Sebastian had seconds. The alley was still empty. No sign of CB yet. Garrett was twenty minutes out at the compound.
He pressed close to the window again. The shooter’s back was still to him. Sutton was still braced against her station. She was looking past the shooter, scanning the parlor for something—an exit, a weapon, a miracle—and her eyes moved across the window.
Then they came back. Her gaze locked onto Sebastian’s through the glass. She didn’t react or give him away.
Sebastian held up three fingers against the glass so she could see them. Then he pointed down. Hard, deliberate, unmistakable.
Drop. On three.
Her chin moved. A millimeter. Okay.
He checked the angle. The window was single-pane—a full-body impact would shatter it, but the frame would take a second to give. He’d have to go through it on the count rather than before, and the shooter would pivot on the sound.
Sutton needed to be on the floor before Sebastian hit the glass.
He raised his first finger. One, he mouthed. Sutton’s jaw tightened almost imperceptibly.
Second finger. Two. He shifted his weight, pistol in his right hand. His left shoulder braced to take the window. His lungs filled for the impact.
Third finger. Three.
Sutton dropped.
Sebastian hit the window.
The gun went off.
CHAPTER FOURTEEN
Sutton
Sutton’s knees let go before the count finished leaving Sebastian’s mouth through the glass. The pistol discharged—a flat, hard crack—and something punched into her left shoulder, knocking her sideways. Her temple hit the edge of her station.
The glass exploded behind the shooter as Sebastian came through it—a rain of crystals, the screech of a frame giving way, a body landing hard on the floor with a grunt.
Her forehead connected with the scuffed wood floor, bounced, and smacked down again. Her shoulder was on fire, and a sticky wetness spread down her arm and across her chest.
The room spun. White lights bloomed across her vision.
The shooter was shouting. Sebastian was shouting. A second gunshot split the air. She curled into a ball, unable to tell who’d fired. She tried to turn her head to see, but the room spun harder. Nausea rose fast and hot, pushing at her throat.
She managed it anyway. The shooter was sprawled on the floor between her and the front of the parlor, one leg bent at an angle that didn’t look right, his pistol knocked loose. It lay a few feet short of her face, its muzzle still hot enough to smell.
Sebastian lunged toward them, glass snapping under his boots. The man scrambled, rolling over, even with a leg that wasn’t working.

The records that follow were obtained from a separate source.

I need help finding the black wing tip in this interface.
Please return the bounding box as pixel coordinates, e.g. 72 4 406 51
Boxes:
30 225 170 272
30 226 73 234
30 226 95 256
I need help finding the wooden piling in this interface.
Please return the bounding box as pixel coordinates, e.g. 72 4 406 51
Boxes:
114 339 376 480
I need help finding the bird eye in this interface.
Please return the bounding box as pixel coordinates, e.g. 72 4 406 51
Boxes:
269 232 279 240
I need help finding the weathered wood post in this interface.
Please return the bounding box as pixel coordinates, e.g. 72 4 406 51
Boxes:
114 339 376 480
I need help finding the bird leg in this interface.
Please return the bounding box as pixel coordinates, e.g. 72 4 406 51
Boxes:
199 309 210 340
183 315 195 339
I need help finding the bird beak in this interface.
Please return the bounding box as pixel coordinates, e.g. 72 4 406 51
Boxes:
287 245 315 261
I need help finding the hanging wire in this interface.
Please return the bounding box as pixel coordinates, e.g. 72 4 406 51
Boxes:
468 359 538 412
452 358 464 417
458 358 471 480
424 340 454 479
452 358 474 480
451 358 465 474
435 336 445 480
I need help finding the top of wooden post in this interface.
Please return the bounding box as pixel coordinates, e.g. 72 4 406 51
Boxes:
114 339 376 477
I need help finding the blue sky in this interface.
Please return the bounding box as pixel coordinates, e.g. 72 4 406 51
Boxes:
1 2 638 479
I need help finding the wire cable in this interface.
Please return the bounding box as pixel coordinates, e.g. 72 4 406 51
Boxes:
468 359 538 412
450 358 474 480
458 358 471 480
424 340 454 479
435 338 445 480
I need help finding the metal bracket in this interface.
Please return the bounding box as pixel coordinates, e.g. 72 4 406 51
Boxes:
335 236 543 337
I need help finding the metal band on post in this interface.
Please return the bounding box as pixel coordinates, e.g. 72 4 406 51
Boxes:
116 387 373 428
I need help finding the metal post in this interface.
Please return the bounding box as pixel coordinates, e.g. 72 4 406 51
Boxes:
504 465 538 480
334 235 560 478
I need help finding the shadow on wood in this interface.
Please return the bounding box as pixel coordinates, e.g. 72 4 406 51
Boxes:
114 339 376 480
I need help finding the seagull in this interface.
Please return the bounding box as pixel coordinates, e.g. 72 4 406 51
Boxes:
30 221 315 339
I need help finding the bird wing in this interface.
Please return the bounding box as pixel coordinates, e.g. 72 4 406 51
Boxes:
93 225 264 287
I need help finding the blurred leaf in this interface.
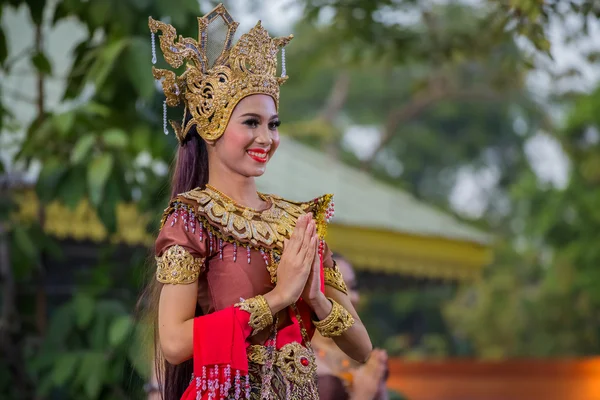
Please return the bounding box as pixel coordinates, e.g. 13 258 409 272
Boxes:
79 352 106 399
97 169 120 232
0 27 7 65
586 51 600 63
71 134 96 164
82 102 111 117
26 0 47 25
126 37 155 100
45 304 73 347
108 315 133 346
131 125 150 153
88 0 112 29
57 167 87 209
91 308 109 350
13 225 38 262
130 0 152 10
53 111 75 136
128 324 150 378
102 128 128 149
31 51 52 75
87 39 128 89
87 153 114 206
51 352 79 386
74 294 95 329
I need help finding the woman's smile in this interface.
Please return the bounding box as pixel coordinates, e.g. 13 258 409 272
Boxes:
247 148 269 163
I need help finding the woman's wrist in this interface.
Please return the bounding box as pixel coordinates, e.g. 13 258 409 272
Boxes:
308 292 333 320
263 287 291 314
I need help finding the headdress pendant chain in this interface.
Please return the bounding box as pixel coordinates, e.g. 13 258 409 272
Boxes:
281 48 286 77
151 30 157 64
163 100 169 135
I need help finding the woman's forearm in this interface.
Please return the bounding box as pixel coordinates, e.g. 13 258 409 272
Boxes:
263 287 291 315
310 292 372 363
160 318 194 365
331 319 372 363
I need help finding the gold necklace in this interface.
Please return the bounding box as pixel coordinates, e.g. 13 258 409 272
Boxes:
205 184 270 212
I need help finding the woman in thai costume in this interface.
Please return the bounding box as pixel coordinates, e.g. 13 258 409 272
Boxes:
144 4 372 399
314 254 389 400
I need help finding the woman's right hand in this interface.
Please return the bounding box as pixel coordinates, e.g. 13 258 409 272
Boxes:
274 213 317 306
351 349 388 400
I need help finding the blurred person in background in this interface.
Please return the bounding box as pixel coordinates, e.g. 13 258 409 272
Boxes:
140 4 372 399
314 254 389 400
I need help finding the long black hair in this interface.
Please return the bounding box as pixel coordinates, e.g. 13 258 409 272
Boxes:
139 119 209 399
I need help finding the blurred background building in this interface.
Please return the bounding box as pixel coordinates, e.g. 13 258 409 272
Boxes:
2 0 600 399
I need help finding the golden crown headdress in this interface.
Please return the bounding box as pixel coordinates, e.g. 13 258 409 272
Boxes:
148 4 293 143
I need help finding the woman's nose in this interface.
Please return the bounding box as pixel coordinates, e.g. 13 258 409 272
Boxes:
255 127 273 145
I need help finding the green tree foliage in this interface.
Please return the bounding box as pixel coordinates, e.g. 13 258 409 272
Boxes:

Sebastian fired. The shooter grunted when the bullet struck him in the chest, but he didn’t stop moving. He scrambled for the pistol.

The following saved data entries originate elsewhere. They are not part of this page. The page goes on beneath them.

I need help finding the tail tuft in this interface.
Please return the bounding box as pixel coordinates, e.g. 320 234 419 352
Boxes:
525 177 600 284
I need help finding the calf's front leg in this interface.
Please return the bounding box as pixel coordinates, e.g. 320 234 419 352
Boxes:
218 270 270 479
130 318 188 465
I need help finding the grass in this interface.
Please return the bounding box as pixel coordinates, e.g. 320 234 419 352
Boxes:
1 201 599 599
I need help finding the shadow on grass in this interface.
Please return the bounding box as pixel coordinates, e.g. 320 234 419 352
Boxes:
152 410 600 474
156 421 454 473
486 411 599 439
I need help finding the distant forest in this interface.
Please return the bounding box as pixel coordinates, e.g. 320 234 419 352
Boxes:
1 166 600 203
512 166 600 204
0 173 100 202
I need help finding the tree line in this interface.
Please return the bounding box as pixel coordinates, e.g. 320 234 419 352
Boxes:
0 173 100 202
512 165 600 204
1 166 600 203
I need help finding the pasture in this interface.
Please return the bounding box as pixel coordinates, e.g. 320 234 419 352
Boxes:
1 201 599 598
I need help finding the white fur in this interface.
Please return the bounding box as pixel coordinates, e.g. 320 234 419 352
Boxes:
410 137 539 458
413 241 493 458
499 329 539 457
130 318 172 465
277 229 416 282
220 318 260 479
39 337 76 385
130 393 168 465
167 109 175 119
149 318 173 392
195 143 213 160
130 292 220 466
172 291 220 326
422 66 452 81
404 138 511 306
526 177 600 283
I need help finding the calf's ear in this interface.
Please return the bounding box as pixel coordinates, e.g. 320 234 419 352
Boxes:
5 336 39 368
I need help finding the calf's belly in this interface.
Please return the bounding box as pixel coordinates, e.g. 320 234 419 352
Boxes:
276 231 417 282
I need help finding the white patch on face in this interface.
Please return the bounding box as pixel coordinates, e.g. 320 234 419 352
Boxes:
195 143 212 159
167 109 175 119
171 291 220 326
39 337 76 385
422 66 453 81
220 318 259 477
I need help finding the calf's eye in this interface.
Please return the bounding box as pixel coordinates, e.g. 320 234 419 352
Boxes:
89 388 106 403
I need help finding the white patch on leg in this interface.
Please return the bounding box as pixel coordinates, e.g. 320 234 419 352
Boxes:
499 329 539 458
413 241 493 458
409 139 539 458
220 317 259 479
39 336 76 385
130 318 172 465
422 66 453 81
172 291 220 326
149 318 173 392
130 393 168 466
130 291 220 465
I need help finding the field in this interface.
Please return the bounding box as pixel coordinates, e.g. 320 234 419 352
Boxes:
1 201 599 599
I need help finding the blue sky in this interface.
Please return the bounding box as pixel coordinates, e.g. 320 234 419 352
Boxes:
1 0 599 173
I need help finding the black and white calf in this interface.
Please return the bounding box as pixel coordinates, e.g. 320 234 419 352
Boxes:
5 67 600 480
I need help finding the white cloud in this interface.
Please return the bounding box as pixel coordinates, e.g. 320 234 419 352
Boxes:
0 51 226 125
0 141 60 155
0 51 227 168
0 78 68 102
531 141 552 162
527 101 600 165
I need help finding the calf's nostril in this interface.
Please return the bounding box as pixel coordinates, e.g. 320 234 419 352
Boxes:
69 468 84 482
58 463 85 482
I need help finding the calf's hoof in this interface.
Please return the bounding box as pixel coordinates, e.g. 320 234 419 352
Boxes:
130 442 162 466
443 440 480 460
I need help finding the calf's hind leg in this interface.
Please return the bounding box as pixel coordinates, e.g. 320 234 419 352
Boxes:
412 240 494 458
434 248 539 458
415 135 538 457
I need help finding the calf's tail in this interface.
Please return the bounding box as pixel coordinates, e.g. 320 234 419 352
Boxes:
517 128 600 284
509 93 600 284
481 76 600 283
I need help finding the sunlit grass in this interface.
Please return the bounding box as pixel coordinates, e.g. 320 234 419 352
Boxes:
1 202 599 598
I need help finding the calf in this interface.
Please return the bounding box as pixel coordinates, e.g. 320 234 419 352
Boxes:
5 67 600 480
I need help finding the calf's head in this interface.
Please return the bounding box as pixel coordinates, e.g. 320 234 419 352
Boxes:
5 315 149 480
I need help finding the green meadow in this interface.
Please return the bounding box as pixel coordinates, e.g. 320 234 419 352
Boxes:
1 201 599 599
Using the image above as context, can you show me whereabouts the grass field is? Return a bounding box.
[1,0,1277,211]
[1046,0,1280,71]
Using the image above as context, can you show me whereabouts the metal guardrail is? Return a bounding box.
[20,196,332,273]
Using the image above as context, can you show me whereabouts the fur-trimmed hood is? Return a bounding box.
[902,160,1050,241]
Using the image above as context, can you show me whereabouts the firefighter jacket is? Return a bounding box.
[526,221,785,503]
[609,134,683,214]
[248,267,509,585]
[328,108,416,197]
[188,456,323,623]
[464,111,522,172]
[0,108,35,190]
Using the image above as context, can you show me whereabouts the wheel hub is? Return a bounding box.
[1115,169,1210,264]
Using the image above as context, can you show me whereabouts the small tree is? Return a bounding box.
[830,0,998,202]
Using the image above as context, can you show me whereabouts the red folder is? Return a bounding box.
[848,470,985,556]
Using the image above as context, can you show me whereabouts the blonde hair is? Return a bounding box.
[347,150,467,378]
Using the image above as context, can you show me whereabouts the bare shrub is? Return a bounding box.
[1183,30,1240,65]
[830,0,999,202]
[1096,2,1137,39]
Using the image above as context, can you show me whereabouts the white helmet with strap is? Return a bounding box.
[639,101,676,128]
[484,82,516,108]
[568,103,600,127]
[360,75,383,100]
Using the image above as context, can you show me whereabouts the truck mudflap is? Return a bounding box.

Sebastian closed the distance between them in two strides and drove his boot into the outside of the shooter’s knee with the full weight of his body behind it. The knee cracked with a sound Sutton would hear in her sleep for the rest of her life.
The shooter screamed. His hand slapped the pistol anyway—adrenaline was a hell of a drug—and the pistol skidded further across the floor, past her.

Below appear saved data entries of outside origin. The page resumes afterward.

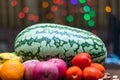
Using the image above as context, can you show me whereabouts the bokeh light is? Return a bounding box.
[88,20,95,27]
[33,15,39,22]
[105,6,112,13]
[66,15,74,22]
[51,5,58,12]
[80,7,85,13]
[84,14,90,21]
[53,0,64,5]
[11,0,17,7]
[9,0,95,28]
[89,10,95,17]
[87,0,94,6]
[70,0,78,5]
[79,0,86,4]
[18,12,25,19]
[28,14,39,22]
[42,1,49,8]
[23,7,29,13]
[28,14,34,21]
[46,13,53,19]
[83,5,90,12]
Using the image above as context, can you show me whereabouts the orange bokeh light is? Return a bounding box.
[42,1,49,8]
[105,6,112,13]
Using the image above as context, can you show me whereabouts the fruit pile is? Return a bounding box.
[66,53,105,80]
[0,52,107,80]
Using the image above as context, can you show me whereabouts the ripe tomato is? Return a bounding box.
[83,67,103,80]
[90,63,105,73]
[77,52,91,59]
[72,53,92,69]
[66,66,83,80]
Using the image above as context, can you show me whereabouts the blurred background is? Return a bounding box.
[0,0,120,65]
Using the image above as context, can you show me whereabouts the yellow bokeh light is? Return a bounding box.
[105,6,112,13]
[42,1,49,8]
[46,13,53,19]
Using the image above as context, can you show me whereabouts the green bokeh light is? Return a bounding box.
[66,15,74,22]
[88,20,95,27]
[83,5,90,12]
[89,10,95,17]
[79,0,86,4]
[84,14,90,21]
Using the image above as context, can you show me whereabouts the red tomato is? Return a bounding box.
[83,67,103,80]
[72,53,92,69]
[66,66,83,80]
[90,63,105,73]
[77,52,91,59]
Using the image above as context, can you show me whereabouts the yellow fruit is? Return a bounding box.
[0,60,24,80]
[0,52,22,64]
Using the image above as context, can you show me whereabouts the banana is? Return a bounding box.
[0,52,22,65]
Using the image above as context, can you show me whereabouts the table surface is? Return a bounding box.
[104,64,120,79]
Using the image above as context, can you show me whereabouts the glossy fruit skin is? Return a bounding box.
[0,52,22,65]
[33,61,59,80]
[90,63,105,73]
[0,60,24,80]
[47,58,67,80]
[23,60,40,80]
[83,67,103,80]
[14,23,107,64]
[72,53,92,69]
[77,52,91,59]
[66,66,83,80]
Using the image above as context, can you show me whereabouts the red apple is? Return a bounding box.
[22,60,40,80]
[48,58,67,80]
[33,61,59,80]
[72,53,92,69]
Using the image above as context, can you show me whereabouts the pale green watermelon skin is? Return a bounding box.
[14,23,107,64]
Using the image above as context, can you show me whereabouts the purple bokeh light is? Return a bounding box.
[70,0,78,5]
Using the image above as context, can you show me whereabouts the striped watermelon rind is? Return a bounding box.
[14,23,107,64]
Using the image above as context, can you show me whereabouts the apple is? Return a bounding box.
[22,60,40,80]
[33,61,59,80]
[47,58,67,80]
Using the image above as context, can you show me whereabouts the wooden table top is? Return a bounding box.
[104,64,120,79]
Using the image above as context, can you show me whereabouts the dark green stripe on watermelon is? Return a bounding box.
[14,23,107,64]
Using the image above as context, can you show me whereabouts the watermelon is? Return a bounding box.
[14,23,107,64]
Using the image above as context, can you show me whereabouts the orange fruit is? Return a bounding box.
[72,53,92,69]
[0,60,24,80]
[66,66,82,80]
[90,63,105,73]
[83,67,103,80]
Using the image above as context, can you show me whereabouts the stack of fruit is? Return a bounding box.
[0,52,106,80]
[66,52,105,80]
[0,23,108,80]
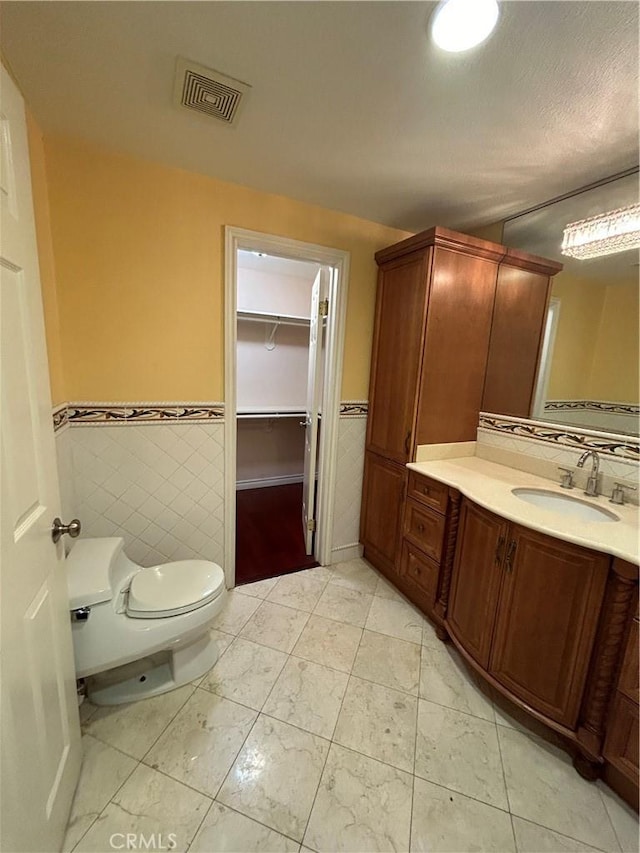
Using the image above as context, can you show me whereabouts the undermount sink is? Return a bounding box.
[511,488,620,523]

Blood now ran from her temple into her eyes. More blood was spreading under her.
“Sutton!” Sebastian’s voice came close. He reached behind her and came up with her attacker’s pistol. He slid it into the back of his waistband.
She tried to answer. Her mouth didn’t cooperate. The words came out as a slurred sound, something thick and airless. Her cheek was pressed to the floor. It’s just my shoulder, she wanted to tell him. It’s not bad. Don’t panic, Lynx.
But her mouth was full of wool and her head was screaming. The room wouldn’t stay still long enough for her to organize the words into a sentence.